PreSense

Inspiration

In most domains, expertise does not come from knowing theory, but from developing the ability to anticipate what will happen next. Architects, engineers, and designers can understand complex systems on paper, yet real intuition only emerges after repeated exposure to outcomes in the real world.

We asked a simple question:

What if we could train that predictive layer of understanding directly, before years of experience are required?

PreSense explores a spatial learning methodology where understanding is built through prediction. Instead of presenting information first, the system asks learners to commit to an expectation, then reveals reality, and uses that gap as the core learning signal.

Spatial computing makes this possible by embedding prediction directly into physical space, turning invisible systems into interactive learning environments.

What it does

PreSense is a Spatial AI learning system built for Snap Spectacles that trains users to develop intuitive understanding of complex systems through prediction.

Users are placed in a spatial environment representing a system (such as airflow, acoustics, heat, or other physical dynamics). Before seeing the outcome, they are asked to draw or define a prediction of how the system will behave in space.

Once committed, the system reveals the actual simulated behavior.

An AI layer then:

• compares prediction and outcome

• identifies mismatches in reasoning

• generates feedback explaining the gap

• supports reflection on why intuition diverged from reality

Through repeated cycles of: Prediction → Outcome → Reflection → Adjustment, users gradually build stronger intuitive reasoning skills.

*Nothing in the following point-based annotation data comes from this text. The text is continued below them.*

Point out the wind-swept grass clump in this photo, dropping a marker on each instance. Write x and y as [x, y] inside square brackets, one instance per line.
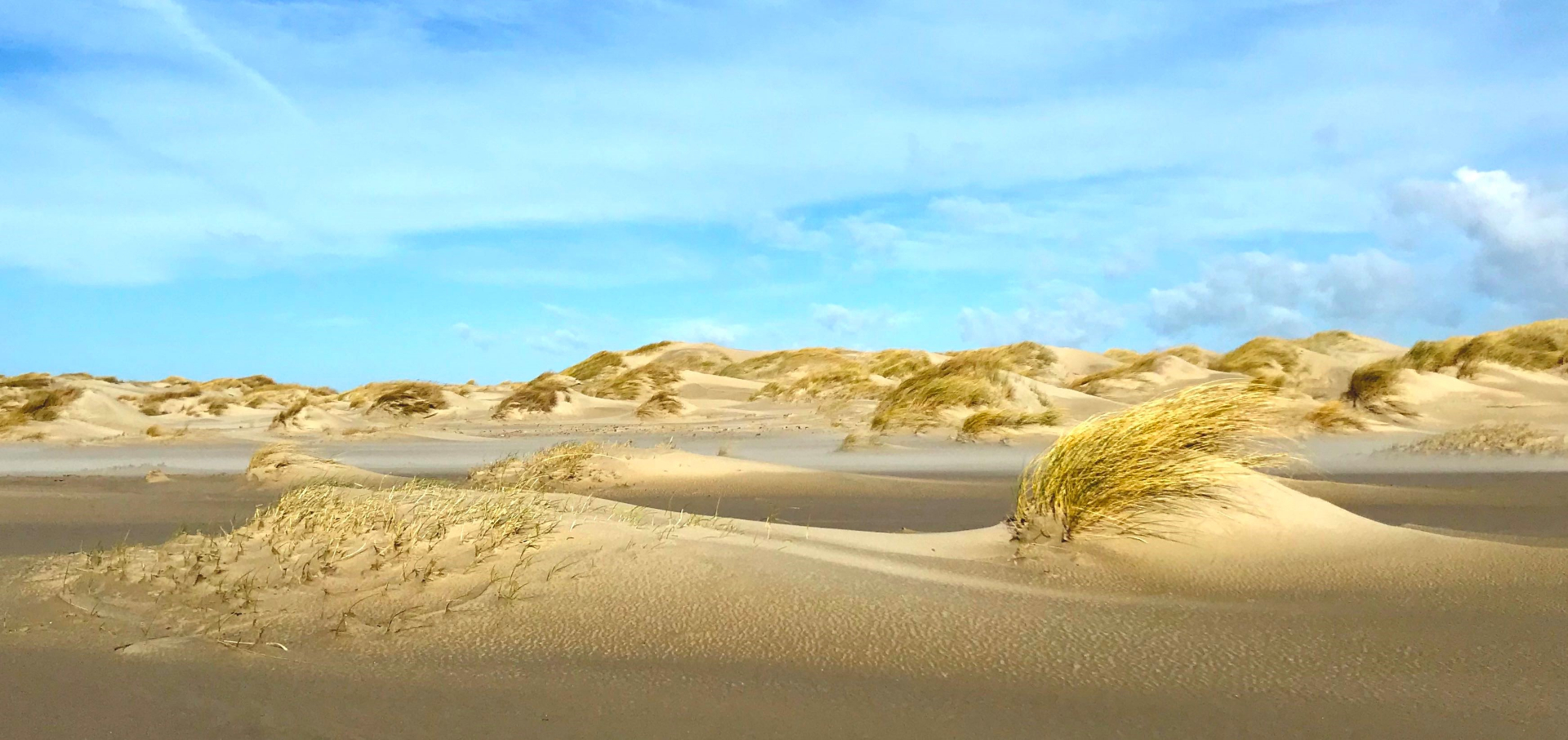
[634, 385]
[399, 397]
[38, 405]
[283, 417]
[1508, 438]
[596, 366]
[651, 347]
[1131, 470]
[664, 403]
[982, 422]
[963, 381]
[1269, 359]
[565, 461]
[840, 383]
[898, 364]
[1334, 417]
[1374, 385]
[1024, 358]
[538, 395]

For this prototype, airflow is used as a demonstration case because it is an invisible system that is difficult to reason about without experience.

How we built it

PreSense is built in Snap Lens Studio using TypeScript and Spectacles spatial computing capabilities.

We use:

• Hand tracking for spatial prediction input

• Spatial anchoring for persistent prediction geometry

• World understanding for aligning simulations with real space

User predictions are stored as spatial trajectories and processed as structured representations of intent. These are compared against a real-time simulation model of the system. Both prediction and outcome are rendered in the same spatial coordinate system to allow direct visual comparison.

An AI reasoning layer analyzes divergence between expected and actual behavior, producing feedback focused on spatial reasoning rather than correctness alone.

The system is designed as a closed learning loop where the output of each cycle becomes the input for the next.

Challenges we ran into

One of the main challenges was designing feedback that supports learning rather than simply showing differences.

Spatial prediction errors are easy to visualize but harder to interpret in a way that improves intuition rather than confusion.

Another challenge was maintaining clarity in AR, where overlapping spatial information can quickly become cognitively overloaded.

We also optimized for wearable constraints to ensure stable tracking and consistent real-time simulation feedback.

Accomplishments we're proud of

We successfully implemented a full prediction-based learning loop in spatial computing:

Instead of passively consuming explanations, users actively generate hypotheses, test them in space, and refine their intuition through AI-assisted reflection.

Most importantly, the system demonstrates a generalizable learning mechanism rather than a single-domain tool.

What we learned

The most effective learning happens before the answer is revealed, when a user commits to an expectation.

We also found that AI is most valuable not as an information source, but as a reflection layer that helps translate differences between expectation and reality into understanding.

What's next for PreSense

While this prototype uses airflow as a case study, the underlying framework is designed to extend across domains such as:

• acoustics

• heat transfer

• fluid dynamics

• environmental and physical systems

• any domain where intuition develops through exposure to outcomes

Future work includes:

• personalized feedback models based on user reasoning patterns

• multi-user prediction environments

• integration with real-world sensor data

• learning analytics for tracking intuition development over time

Our long-term goal is to define a new category of Spatial AI learning systems where intelligence is developed through prediction in the physical world.